The guy looked nervous. I’ve often wondered about the phrase “real men,” the strange, implied binary of it, but I could see its origins here. He realizes he doesn’t pass, I thought. His masculinity is invisible here.
“I couldn't kill anything,” one of the guys at our table said proudly, as if announcing a tribal affiliation. He shoveled steaming venison chili into his mouth. “Not a hornet, not a deer, not a child.”
“I think I should be able to kill whatever I eat,” I offered, though I’m not sure I could, and that niggles at me—not because it’s not masculine, but because it’s cowardly.
The guy leaned forward confidentially. “Sometimes I think I'd kill a deer and get blood lust,” he said. “And maybe I’d never stop.”
As I considered that, Professor’s hunt-club buddy swung by with extra sausages (yes) and told us a long, harrowingly graphic story about chasing a wounded deer for so many hours that when he eventually found it, he was so mad he slit its throat.
A silence descended over the table. The day before, over breakfast, a friend told me he’d killed a rabbit with his BB gun when he was a kid. He’d left it in the woods, shocked at himself but determined to pretend it never happened. At dinner he was too overcome by guilt to eat, and it only took one “What’s wrong?” from him mom to bring him to tears.
His wife said the same thing happened to her little brother. “I wonder if all boys have that moment,” she said.
I didn’t have a boyhood, so I couldn’t say. I know the man who raised me loved a shotgun, knew it was the only memento he had from his childhood hunting game in the backwoods of South Carolina. He was a violent man who felt powerless, a straight, white man who hadn’t inherited the earth.
“Are you afraid of these guys?” one of the nerdy professor's friends asked. She was one of the only women in the room. I’m not, I wasn’t, but I knew what she meant. I knew I didn’t pass as one of them and that I never would. I knew that the crucible of the “sensitive man” is made here, among fathers and brothers and classmates much like these guys, and that the challenge for men like me was to learn to respect them and help hasten their decline simultaneously.
The friendly throat-slitter showed back up with some Styrofoam containers like a mom sending us on our way.
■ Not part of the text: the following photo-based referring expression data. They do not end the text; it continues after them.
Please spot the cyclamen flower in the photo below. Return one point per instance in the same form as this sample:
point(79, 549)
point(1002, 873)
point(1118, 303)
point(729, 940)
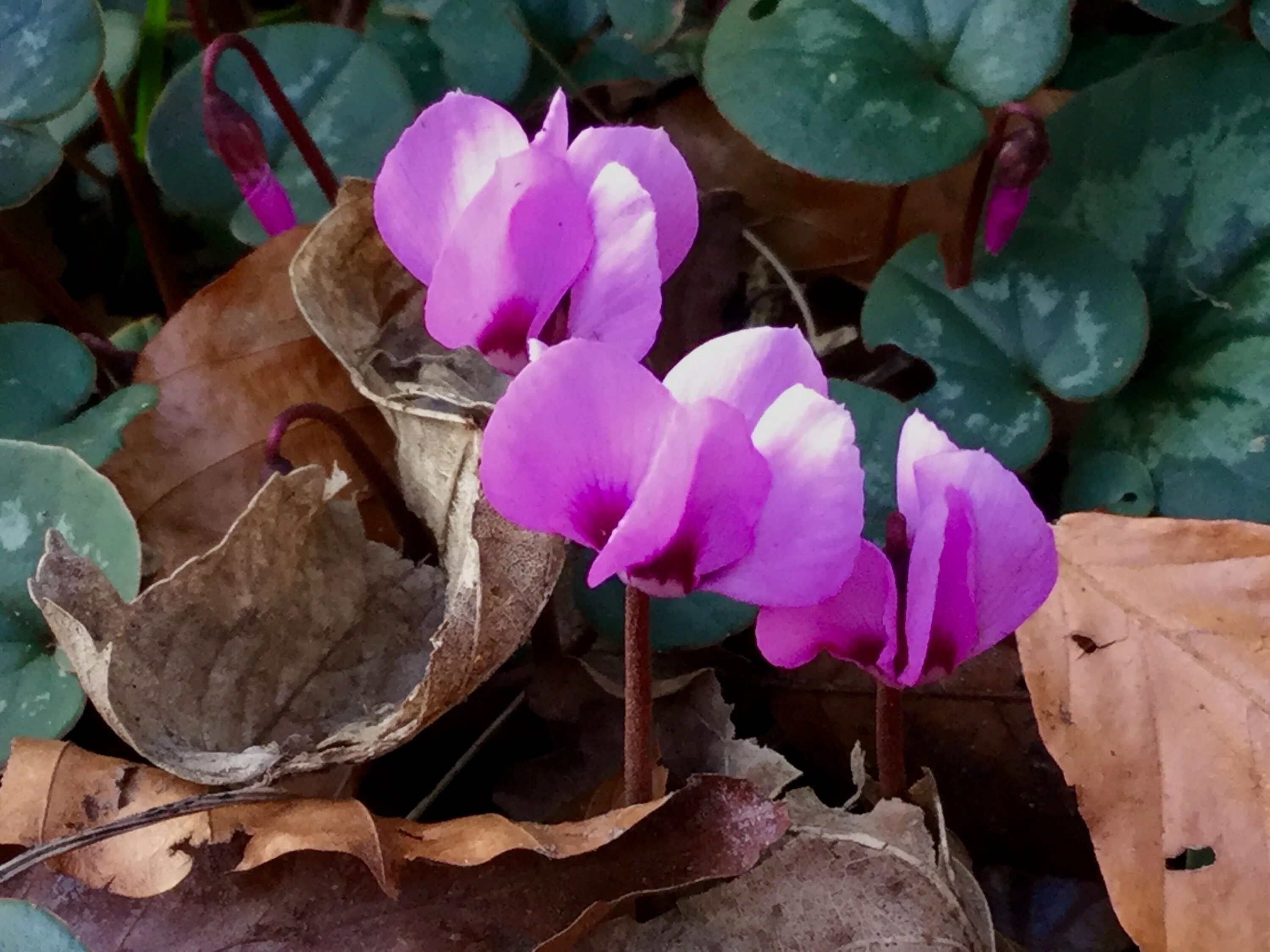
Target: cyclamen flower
point(237, 141)
point(981, 560)
point(501, 229)
point(737, 475)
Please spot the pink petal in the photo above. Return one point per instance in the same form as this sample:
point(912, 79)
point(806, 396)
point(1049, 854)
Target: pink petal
point(619, 296)
point(696, 509)
point(748, 370)
point(919, 438)
point(660, 168)
point(940, 629)
point(554, 135)
point(511, 258)
point(1015, 560)
point(854, 625)
point(572, 440)
point(1005, 209)
point(270, 204)
point(808, 535)
point(435, 171)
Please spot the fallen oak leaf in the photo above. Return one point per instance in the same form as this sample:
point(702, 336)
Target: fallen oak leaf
point(234, 357)
point(839, 880)
point(1149, 672)
point(295, 643)
point(502, 888)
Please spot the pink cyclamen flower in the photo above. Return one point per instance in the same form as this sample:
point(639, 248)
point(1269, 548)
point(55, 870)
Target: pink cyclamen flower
point(501, 229)
point(237, 141)
point(737, 475)
point(981, 560)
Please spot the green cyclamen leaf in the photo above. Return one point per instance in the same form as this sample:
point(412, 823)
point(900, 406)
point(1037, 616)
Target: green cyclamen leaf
point(878, 91)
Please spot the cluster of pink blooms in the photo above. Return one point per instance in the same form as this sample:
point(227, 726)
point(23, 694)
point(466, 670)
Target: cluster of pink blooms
point(736, 474)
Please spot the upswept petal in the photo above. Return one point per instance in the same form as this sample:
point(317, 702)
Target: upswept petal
point(619, 296)
point(808, 535)
point(748, 370)
point(696, 509)
point(855, 625)
point(435, 171)
point(510, 261)
point(939, 607)
point(919, 438)
point(660, 168)
point(554, 135)
point(571, 441)
point(1015, 564)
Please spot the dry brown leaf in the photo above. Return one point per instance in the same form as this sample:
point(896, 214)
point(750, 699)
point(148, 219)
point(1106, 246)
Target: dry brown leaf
point(1151, 680)
point(813, 224)
point(226, 365)
point(296, 643)
point(293, 875)
point(873, 883)
point(583, 706)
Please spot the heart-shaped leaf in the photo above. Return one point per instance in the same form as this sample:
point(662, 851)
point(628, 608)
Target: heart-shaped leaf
point(122, 45)
point(877, 91)
point(46, 376)
point(1056, 311)
point(878, 418)
point(694, 621)
point(407, 41)
point(1187, 11)
point(50, 488)
point(482, 46)
point(25, 927)
point(51, 52)
point(348, 92)
point(1165, 164)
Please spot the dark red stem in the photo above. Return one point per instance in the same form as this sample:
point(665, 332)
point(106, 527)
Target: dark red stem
point(204, 32)
point(638, 728)
point(141, 197)
point(49, 291)
point(891, 701)
point(418, 544)
point(308, 149)
point(958, 266)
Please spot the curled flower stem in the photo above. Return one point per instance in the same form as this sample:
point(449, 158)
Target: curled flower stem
point(141, 197)
point(889, 714)
point(638, 730)
point(418, 544)
point(188, 806)
point(49, 291)
point(291, 121)
point(958, 264)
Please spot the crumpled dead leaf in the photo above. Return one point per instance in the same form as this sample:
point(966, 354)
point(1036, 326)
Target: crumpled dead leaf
point(583, 706)
point(300, 876)
point(874, 883)
point(295, 643)
point(1151, 681)
point(813, 224)
point(226, 365)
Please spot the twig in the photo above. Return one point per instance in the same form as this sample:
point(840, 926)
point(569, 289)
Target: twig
point(418, 542)
point(638, 693)
point(423, 805)
point(141, 197)
point(49, 291)
point(127, 824)
point(291, 121)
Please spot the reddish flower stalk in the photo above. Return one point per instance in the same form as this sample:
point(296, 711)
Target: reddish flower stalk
point(1016, 158)
point(418, 544)
point(638, 758)
point(889, 724)
point(141, 197)
point(282, 106)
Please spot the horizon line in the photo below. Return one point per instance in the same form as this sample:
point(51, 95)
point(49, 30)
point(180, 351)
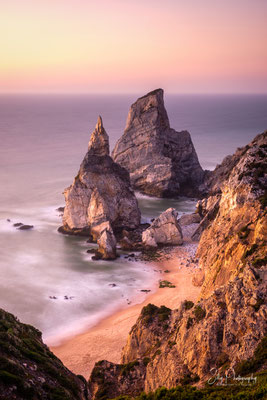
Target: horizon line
point(127, 93)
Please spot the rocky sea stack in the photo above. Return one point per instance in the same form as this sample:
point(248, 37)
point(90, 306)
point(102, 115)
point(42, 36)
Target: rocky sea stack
point(226, 329)
point(100, 200)
point(161, 161)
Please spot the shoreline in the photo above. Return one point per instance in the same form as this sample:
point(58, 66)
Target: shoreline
point(106, 339)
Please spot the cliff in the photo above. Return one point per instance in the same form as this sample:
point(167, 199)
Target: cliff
point(28, 370)
point(161, 161)
point(229, 322)
point(100, 200)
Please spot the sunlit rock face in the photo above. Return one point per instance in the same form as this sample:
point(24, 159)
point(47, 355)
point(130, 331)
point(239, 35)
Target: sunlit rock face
point(165, 230)
point(227, 327)
point(235, 233)
point(101, 192)
point(161, 161)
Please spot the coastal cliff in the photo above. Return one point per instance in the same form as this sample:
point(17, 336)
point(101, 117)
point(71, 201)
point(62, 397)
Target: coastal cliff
point(161, 161)
point(100, 200)
point(226, 327)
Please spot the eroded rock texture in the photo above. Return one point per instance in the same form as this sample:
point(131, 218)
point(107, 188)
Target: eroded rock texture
point(161, 161)
point(229, 322)
point(101, 193)
point(164, 230)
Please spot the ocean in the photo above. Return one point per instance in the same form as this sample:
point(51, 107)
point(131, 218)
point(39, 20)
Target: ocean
point(43, 141)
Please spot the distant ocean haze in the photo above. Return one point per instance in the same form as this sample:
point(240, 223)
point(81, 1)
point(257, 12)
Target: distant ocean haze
point(43, 141)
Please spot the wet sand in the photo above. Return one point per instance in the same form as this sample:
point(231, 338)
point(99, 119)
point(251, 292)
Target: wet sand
point(107, 338)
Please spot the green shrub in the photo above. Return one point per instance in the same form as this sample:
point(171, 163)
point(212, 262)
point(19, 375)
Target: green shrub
point(188, 304)
point(126, 368)
point(189, 323)
point(163, 284)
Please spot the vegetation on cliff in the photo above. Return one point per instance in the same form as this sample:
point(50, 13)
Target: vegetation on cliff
point(28, 369)
point(225, 329)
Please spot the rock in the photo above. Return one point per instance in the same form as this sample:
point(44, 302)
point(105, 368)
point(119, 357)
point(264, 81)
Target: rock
point(107, 242)
point(235, 220)
point(100, 190)
point(198, 278)
point(161, 161)
point(189, 219)
point(91, 251)
point(227, 327)
point(126, 244)
point(25, 227)
point(101, 194)
point(165, 230)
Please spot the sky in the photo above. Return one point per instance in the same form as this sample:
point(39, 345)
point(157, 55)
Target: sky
point(128, 46)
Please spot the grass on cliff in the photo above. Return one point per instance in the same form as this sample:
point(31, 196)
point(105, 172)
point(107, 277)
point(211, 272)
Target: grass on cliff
point(255, 391)
point(24, 360)
point(150, 312)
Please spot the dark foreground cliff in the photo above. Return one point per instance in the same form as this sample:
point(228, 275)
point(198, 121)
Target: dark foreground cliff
point(28, 370)
point(225, 329)
point(161, 161)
We piled in the goose stew and the venison cutlets as he regaled us with a final story, a manly parable.
So there was this rogue cow last summer that escaped a ranch and barreled through backyards and golf courses around our guy’s land. The cow’s rancher gave the town permission to shoot it on sight, so our trigger-happy host went out one mosquito-thick night with his shotgun and got it done. “Perfect shot,” he said, with pleasure, “right between the eyes. But then I’m looking at 1,400 pounds of steer and thinking, What the fuck am I going to do with this?”
So he called his buddy, and they loaded the cow up somehow on the flatbed of a truck. Then the story took a pretty gross turn involving carving knives and a bone saw and so many mosquitoes. His butcher friend finally agreed to help him cut up the cow, but he told him to keep it in a storage fridge for a few days, some sort of safety protocol. So our hero did as he was told, but when he went back to check on the meat a week later, it had gone to rot.
“Imagine that,” he said, “1,400 pounds of steer, wasted!”
“So what happened to the cow?” someone asked.
He ignored us, his mind back to that buggy day. “That was a perfect shot,” he repeated.
We all smiled indulgently at each other, and I got it. His point was that none of us would’ve done that dirty work; we’d not bloody our hands, not bonesaw a corpse; hell, we’d not have the balls to kill that cow in the first place.
The moral, for all of us, was that he was right.